女と別れて自分の家に戻った源十郎は妻と夕食をとり一緒に眠るのですが、明け方の寒さで目を覚ますと家はあばら家で妻はいません。前夜会ったのは妻の亡霊なのでした。彼は妻が落ち武者に殺された事を知ります。

映画の最後は源十郎がどこからともなく聞こえてくる妻の声に励まされながら、焼物を焼いて遺された子供と暮らし、侍になりたかった義弟も心を改めて農業に取り組むところで終わります。

この映画はヴェネチア国際映画祭で銀獅子賞を受賞しました。美しい死霊若狭を演じたのが、この映画より3年前「羅生門」で侍の妻真砂を演じた京マチ子でした。「羅生門」は黒澤明の監督作品、こちらはヴェネチア国際映画祭でグランプリを受賞しました。

昭和25年とか、28年とかいったら、敗戦後の日本が朝鮮戦争の特需で息を吹き返しつつあった頃でしたが、まだまだ貧しかったです。私は10代、華やかなことなどあまりない時代でしたから映画の受賞はずい分話題になりました。

当時私は映画館になど行きませんでしたので、映画を見たのはビデオやDVDが普及してからでした。

「羅生門」と「雨月物語」両者を比べると、見ごたえはやはり「羅生門」の方があるように思います。それは「羅生門」の原作芥川龍之介の「藪の中」が難解でいろいろな解釈が出来、それがずっしりした見ごたえになっているのでしょう。

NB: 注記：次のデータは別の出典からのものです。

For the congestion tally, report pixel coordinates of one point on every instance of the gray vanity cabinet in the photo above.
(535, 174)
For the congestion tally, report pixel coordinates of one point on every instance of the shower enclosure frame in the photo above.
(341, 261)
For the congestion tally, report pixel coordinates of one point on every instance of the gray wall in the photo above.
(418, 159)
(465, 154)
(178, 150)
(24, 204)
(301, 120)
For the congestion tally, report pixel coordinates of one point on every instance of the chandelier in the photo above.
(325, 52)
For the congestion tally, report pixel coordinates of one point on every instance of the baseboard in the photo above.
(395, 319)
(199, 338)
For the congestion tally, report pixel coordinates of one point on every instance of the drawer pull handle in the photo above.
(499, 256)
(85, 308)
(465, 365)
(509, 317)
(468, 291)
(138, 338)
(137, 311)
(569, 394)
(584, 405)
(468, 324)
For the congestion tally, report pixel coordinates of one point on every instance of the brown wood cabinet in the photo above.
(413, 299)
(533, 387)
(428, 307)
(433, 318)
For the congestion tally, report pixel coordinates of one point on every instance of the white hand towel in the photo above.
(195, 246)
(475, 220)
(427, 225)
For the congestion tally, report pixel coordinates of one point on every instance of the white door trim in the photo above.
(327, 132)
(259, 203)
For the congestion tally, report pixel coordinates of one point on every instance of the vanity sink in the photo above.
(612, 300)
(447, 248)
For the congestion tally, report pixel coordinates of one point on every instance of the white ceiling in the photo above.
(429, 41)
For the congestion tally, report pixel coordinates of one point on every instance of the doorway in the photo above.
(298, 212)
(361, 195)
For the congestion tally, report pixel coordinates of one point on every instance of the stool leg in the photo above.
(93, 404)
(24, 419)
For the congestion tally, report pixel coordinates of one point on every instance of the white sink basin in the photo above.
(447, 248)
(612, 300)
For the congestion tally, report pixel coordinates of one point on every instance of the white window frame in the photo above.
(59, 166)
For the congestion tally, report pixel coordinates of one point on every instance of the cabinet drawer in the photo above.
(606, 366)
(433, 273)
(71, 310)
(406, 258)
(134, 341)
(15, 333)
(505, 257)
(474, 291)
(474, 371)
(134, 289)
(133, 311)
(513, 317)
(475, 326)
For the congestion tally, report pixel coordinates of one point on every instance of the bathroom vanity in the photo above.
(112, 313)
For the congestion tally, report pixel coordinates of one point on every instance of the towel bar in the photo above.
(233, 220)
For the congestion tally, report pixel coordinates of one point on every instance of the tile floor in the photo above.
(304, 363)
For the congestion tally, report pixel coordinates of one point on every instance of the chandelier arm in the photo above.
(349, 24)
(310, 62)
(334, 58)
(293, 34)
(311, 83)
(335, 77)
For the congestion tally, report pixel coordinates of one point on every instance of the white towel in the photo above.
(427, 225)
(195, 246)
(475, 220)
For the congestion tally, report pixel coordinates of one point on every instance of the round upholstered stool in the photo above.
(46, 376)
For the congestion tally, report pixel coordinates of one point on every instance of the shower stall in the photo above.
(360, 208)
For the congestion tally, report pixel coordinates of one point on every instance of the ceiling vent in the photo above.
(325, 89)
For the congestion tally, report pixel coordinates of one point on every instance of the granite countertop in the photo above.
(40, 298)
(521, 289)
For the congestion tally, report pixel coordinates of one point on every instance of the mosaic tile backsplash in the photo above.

「雨月物語」の怪異小説も凄みがあるのですが、映画の最後が改心した主人公のまっとうな暮らしで終わるので凄みは薄れたかも知れません。原作の「浅茅の宿」ではあばら家で目を覚まして妻の死を知るところで話は終わっています。

あの時代の映画ですから勿論モノクロ、それがいい雰囲気を出しています。霧の琵琶湖を船で渡るところ、美しい死霊の若狭が今様(?)、能(?私はよく分からないのですが)を舞うところ、妖しい美しさに満ちています。

女優の京マチ子は当時現代劇でも活躍していました。私は映画は見ていなくて映画雑誌の写真を見るくらいでしたが、どちらかというと洋風の容姿だったのに、こういう時代劇でもぴったりはまるので感心しました。

半世紀前の映画ですが非常に楽しめました。